Amber identifies several factors that the Supreme Court enumerated in Reid weighing against a finding of a joint employer arrangement, including that it did not hire, compensate, provide benefits for, assign or discipline Plaintiff. See Amber Mem. at 11, 13–14. But the Second Circuit has held that, in anti-discrimination cases, “courts should not ordinarily place extra weight on the benefits and tax treatment factors enumerated in Reid, and should instead place special weight on the extent to which the hiring party controls the ‘manner and means’ by which the worker completes her assigned tasks.” Eisenberg v. Advance Relocation & Storage, Inc., 237 F.3d 111, 117, 119 (2d Cir. 2000) (reversing grant of summary judgment that plaintiff was not an “employee” within the meaning of Title VII) (emphasis in original).
Plaintiff alleges facts, not present in Felder, suggesting that Defendants exercised control over the “manner and means” by which she taught in their schools, which arguably pleads a joint employer arrangement. Reading the Complaint liberally to raise the strongest arguments it suggests and drawing all reasonable inferences in her favor, Plaintiff has met the “not great” burden of plausibly alleging that Defendants “exerted significant control over the terms and conditions of [her] employment.” See Felder, 27 F.4th at 845. In particular, Plaintiff alleges that Defendants (1) had power to “change[ ] my assignment schedule” (Compl. at 10); (2) oversaw what she did in the classroom (id. at 10, 12) (the school principal “showed up for two minutes” after Plaintiff was not given a lesson plan and Plaintiff “talked about next week assignments” with another teacher); and (3) provided critiques of her supervision of students (id. at 10–12) (the school principal told Plaintiff students had a “problem at lunch time with you” and Plaintiff asserts that “they tried to create problem with classroom management” and “make problem over students going to the bathroom”).
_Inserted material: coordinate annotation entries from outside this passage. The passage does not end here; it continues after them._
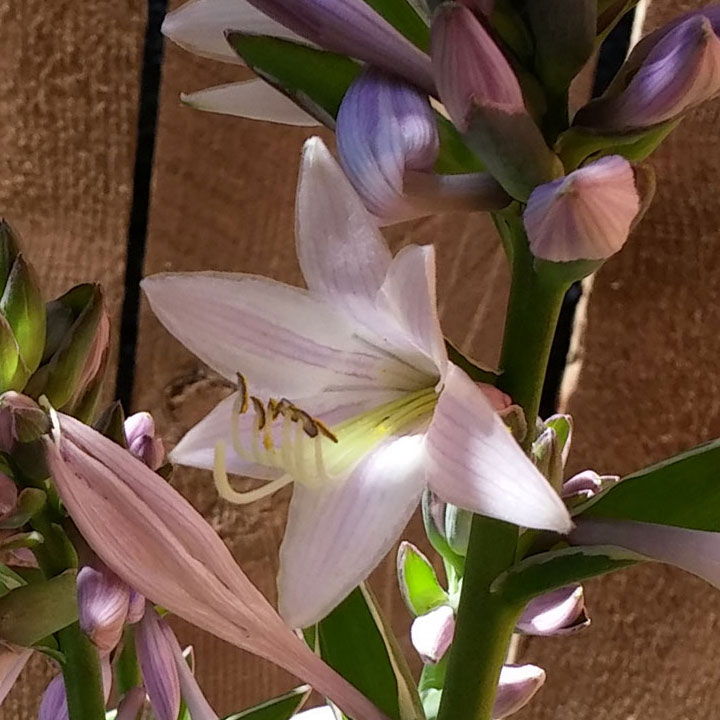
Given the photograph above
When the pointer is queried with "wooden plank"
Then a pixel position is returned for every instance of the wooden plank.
(647, 388)
(223, 199)
(68, 99)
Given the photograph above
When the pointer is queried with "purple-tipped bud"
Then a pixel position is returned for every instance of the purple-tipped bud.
(432, 633)
(680, 71)
(470, 69)
(142, 440)
(518, 684)
(157, 662)
(102, 606)
(586, 215)
(559, 612)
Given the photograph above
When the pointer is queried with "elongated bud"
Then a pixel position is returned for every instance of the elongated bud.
(560, 612)
(518, 684)
(483, 97)
(586, 215)
(102, 606)
(142, 440)
(432, 633)
(680, 71)
(73, 365)
(157, 663)
(22, 314)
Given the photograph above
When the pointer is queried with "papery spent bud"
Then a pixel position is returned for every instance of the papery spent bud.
(78, 335)
(560, 612)
(142, 440)
(432, 633)
(102, 606)
(679, 71)
(157, 663)
(586, 215)
(518, 684)
(22, 314)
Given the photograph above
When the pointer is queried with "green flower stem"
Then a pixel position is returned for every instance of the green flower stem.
(485, 624)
Further, unlike Felder, where the Second Circuit noted the defendant was not in the “security guard business,” Defendants here are very much in the business of employing teachers. Felder, 27 F.4th at 846. Indeed, given her role as a substitute teacher, it is logical to infer that, once she arrived onsite at one of Defendants’ schools, Plaintiff performed essentially the same work as Defendants’ regular employees, and was subject to the same daily oversight of her teaching. These facts stand in contrast to those in Felder, where the plaintiff's “only allegation about the control [defendant] exerted is that it could effectively reject [the contractor's employees] by refusing to issue them credentials.” Id. Plaintiff alleges more control than that here.
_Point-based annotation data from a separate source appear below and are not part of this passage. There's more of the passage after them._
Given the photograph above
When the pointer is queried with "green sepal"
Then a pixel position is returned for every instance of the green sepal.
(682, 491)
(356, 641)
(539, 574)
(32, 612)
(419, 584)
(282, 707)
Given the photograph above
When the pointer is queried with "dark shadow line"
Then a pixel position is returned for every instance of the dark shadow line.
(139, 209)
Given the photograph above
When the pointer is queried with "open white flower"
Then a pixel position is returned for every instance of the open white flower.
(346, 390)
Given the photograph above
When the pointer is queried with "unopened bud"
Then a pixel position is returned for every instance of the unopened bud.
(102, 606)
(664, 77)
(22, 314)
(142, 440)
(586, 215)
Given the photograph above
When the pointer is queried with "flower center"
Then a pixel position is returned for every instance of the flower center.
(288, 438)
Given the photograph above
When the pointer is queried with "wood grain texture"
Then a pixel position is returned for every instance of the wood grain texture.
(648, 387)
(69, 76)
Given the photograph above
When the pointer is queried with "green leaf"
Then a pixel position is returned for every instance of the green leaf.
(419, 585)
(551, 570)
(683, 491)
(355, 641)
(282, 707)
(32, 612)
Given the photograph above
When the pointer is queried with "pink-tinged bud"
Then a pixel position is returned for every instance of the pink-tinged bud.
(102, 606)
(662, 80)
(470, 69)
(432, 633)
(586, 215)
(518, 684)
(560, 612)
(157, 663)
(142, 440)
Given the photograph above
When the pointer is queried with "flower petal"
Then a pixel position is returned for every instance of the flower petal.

Plaintiff's allegations of Defendants’ day-to-day control over her work, while thin, are sufficient to sustain at the pleading stage a claim that Defendants were joint employers with Swing. While Defendants might ultimately prevail on this argument after discovery, Plaintiff's Title VII and Section 1981 claims should not be dismissed on these grounds now. Plaintiff's NYSHRL claims should not be dismissed on these grounds because that statute expressly applies to contractors and employees of contractors and vendors. See N.Y. Exec. Law § 296-d (“An employer may be held liable to a non-employee who is a contractor, subcontractor, vendor, consultant or other person providing services pursuant to a contract in the workplace ․”).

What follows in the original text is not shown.